First of all, China's push for economic growth to meet the target of a well-off society is the primary factor driving the sustained high rate of energy demand and GHGs.
Second, China has entered a stage of accelerating industrialization and urbanization. Both require substantial amount of energy-intensive products such as metals, construction materials, heavy chemicals for physical infrastructure, buildings and machinery.
In addition, much of the energy embedded in products has been exported for consumption outside China, as the Chinese economy is highly export oriented.
Third, it is impossible for China's coal-based energy structure to undergo any fundamental change in the near future.
Fourth, compared with industrialized countries, China has a weaker technical and financial capacity, which restricts the transition of China to a low-carbon path.
Last but not least are China's priorities.
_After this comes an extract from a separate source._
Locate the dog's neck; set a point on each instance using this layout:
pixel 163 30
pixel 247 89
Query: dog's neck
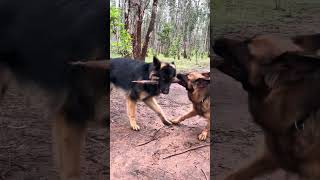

Considering other urgent domestic problems, for example, China's conventional urban air pollution has not yet been effectively controlled, and more than 200 million people are still below the international poverty line of one dollar per capita per day, climate change cannot become China's only priority.
China, as a developing nation, is not bound to limit its emissions under the Kyoto Protocol. Despite this, the Chinese government is aware of the complexities and effects of climate change.
China, like the rest of the world, has been suffering from the effects of rising sea levels, drought, flooding, tropical cyclones, sandstorms and heat waves caused by climate change. It is in China's interest to help mitigate the effects of climate change both domestically and internationally.
Spurred on by this, China, as a stakeholder in the international community, has been actively participating in a variety of bilateral, multilateral and global initiatives on energy efficiency, development of renewable energy, and carbon capture and storage within a framework of sustainable development.
Domestically, although its primary motivation may not be to align itself with mitigating the effects of climate change, China has been adopting new social, economic and energy policies with notable results.
China's most controversial policy worldwide, the one-child policy, makes significant and positive contributions to its GHGs reduction by reducing population growth by 300 million since the 1970s.
Simply put, population is the key driver behind GHG growth. Meanwhile, benefiting from China's forestation and "returning cropland to forest" policies, the forest coverage rate has grown quickly from 13 percent in the 1980s to 18 percent in 2005. This creates a tremendous increase in carbon sinks.
In addition, China's policies to diversify its sources of energy, to promote energy conservation and to increase energy efficiency can also slow the steep rise in its emissions. The 11th Five-Year Plan (2006-10) requires that energy intensity be reduced by 20 percent, which has clear implications for carbon reductions.
In short, climate change is a long-term challenge faced by every part of the world. If some can still benefit from energy problems, no one can escape climate disasters. As a large developing economy, China is willing to join in extensive cooperation to deal with climate change together with other nations under the guidance of the principle of "common but differentiated responsibilities" set by UNFCCC.
To be noted here, GHGs and climate change, originating from the energy-related activities during development, should also be tackled by means of development. Guided by the concept of scientific development, China is taking a series of concrete measures to achieve its notable 20 percent energy intensity reduction target in the year ahead. It will go further to fight against the global problem while ensuring ongoing economic growth that is both healthy and rapid.
The author is with the Research Center for Sustainable Development, Institute of American Studies, Chinese Academy of Social Sciences.